Missing G21987A mutation in SARS-CoV-2 delta variants due to non-specific amplification by ARTIC v3 primers

Context

The G21987A mutation, which is found in the delta lineage of SARS-CoV-2, is often absent from consensi generated at the Health2030 Genome Center (Geneva), which led to the classification of the samples as AY* sublineage. However, the consensi generated at the Centre Hospitalier Universitaire Vaudois (CHUV) contain the mutation, showing a discrepancy between our 2 centres (Trestan Pillonel, CHUV, personal communication)

The protocol used at CHUV for sequencing SARS-CoV-2 is based on the PARAGON GENOMICS CleanPlex primer set, whereas we generate amplicons based on ARTIC v3 (Illumina COVIDSeq). In fact, it has recently been described by Alban Ramette’s lab (Institute for Infectious Diseases, IFIK) that the 21300-22300 region is not correctly amplified by the ARTIC v3 primer set (Investigating the biological and technical origins of unknown bases in the S region of the SARS-CoV-2 Delta variant genome sequences | medRxiv).

The Illumina COVIDSeq amplification protocol uses 2 separate primer pools generating non-overlapping amplicons that are pooled in the following steps of the procedure to cover the entire genome. To understand why we do not observe the G21987A mutation, we prepared samples of the SARS-CoV-2 alpha (4 samples) and delta (4 samples) variants (courtesy provided by Hôpitaux Universitaires de Genève, HUG) using the Illumina COVIDSeq protocol, but sequenced the 2 pools separately. We focused on the region of interest, pos 21300-22300 of the SARS-CoV-2 genome, which is covered by 3 amplicons produced by ARTIC v3 primers.

G21987A_schema

Observations for alpha variants

The 3 amplicons of interest are correctly amplified. The coverage at position 21987 for pool 1 (mean=3931.3 std=526.2) is lower than for pool 2 (mean=10545.8 std=2188.7), but within the ranges expected by our protocol.

An IGV view of the region of interest for one alpha variant analyzed:


Observations for delta variants

Amplicon 21990-22324 is not efficiently amplified (coverage at pos 21987: mean=2224.0, sdt=1393.9), and the majority of the reads do not come from the amplicon itself, but from amplification between this amplicon and the previous one in the pool. Our hypothesis is that 1) at the initial PCR cycles there is some kind of suboptimal amplification of the 2 expected regions and 2) in the later stages of the PCR there is an amplification between the 2 produced amplicons, probably due to better affinity than the original primers. This would result in the integration of the G present in the original primer in the reads.

The 21658-22038 amplicon in pool 2 is barely amplified (coverage at pos 21987: mean=167.8, std=86.4), but includes the expected nucleotide A.

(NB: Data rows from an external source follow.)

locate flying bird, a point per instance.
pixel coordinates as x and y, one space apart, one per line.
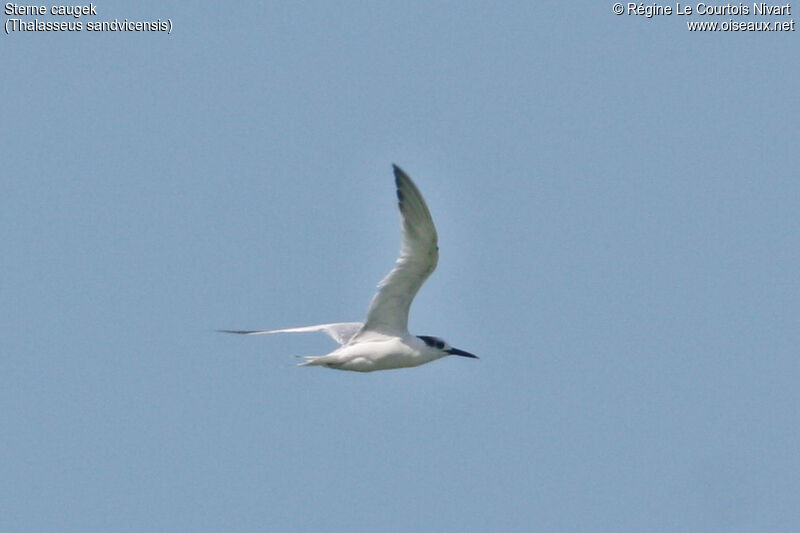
382 341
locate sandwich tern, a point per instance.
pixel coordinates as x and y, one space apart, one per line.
382 341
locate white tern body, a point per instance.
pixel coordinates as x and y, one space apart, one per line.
382 341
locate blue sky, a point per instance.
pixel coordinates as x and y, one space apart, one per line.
617 205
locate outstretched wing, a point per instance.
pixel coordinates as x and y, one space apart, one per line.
341 332
419 253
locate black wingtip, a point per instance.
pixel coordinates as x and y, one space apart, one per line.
397 173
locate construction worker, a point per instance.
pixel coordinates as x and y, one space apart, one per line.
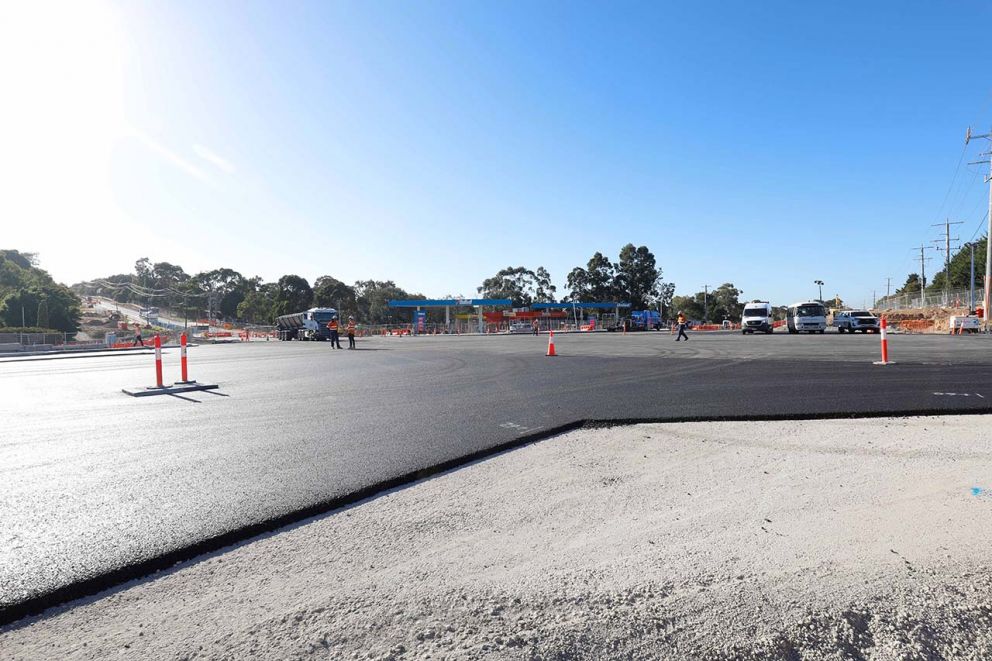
351 332
332 326
681 322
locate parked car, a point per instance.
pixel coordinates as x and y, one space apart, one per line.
852 321
807 317
757 317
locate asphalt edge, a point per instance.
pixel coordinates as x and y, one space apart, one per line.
37 605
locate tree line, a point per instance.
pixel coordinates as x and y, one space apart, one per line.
958 277
31 300
224 293
227 294
634 278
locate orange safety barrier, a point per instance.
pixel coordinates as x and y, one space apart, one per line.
914 325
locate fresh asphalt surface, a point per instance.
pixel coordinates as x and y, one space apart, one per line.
97 487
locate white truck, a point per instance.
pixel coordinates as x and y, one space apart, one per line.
308 325
757 317
807 317
852 321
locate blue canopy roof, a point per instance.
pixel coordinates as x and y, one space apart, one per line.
579 304
447 302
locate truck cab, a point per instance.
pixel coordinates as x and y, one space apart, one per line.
807 317
852 321
308 325
757 317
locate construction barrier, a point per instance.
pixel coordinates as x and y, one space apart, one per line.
915 325
158 362
183 365
885 345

An IGV view of the region of interest for one delta variant analyzed:


Conclusion

The G21987A mutation is mostly absent from the sequencing of the SARS-CoV-2 delta lineage because the ARTIC v3 protocol produces a non-specific amplification between amplicons 21357-21743 and 21990-22324 which would incorporate the G at position 21987 from the primer sequence. This is not counterbalanced by amplicon 21658-22038 as it shows consistently a much lower amplification. The 5’ primer anchor of the 21990-22324 amplicon would be lost due to non-specific amplification, hence the ineffectiveness of standard tools in removing primers from reads in this region.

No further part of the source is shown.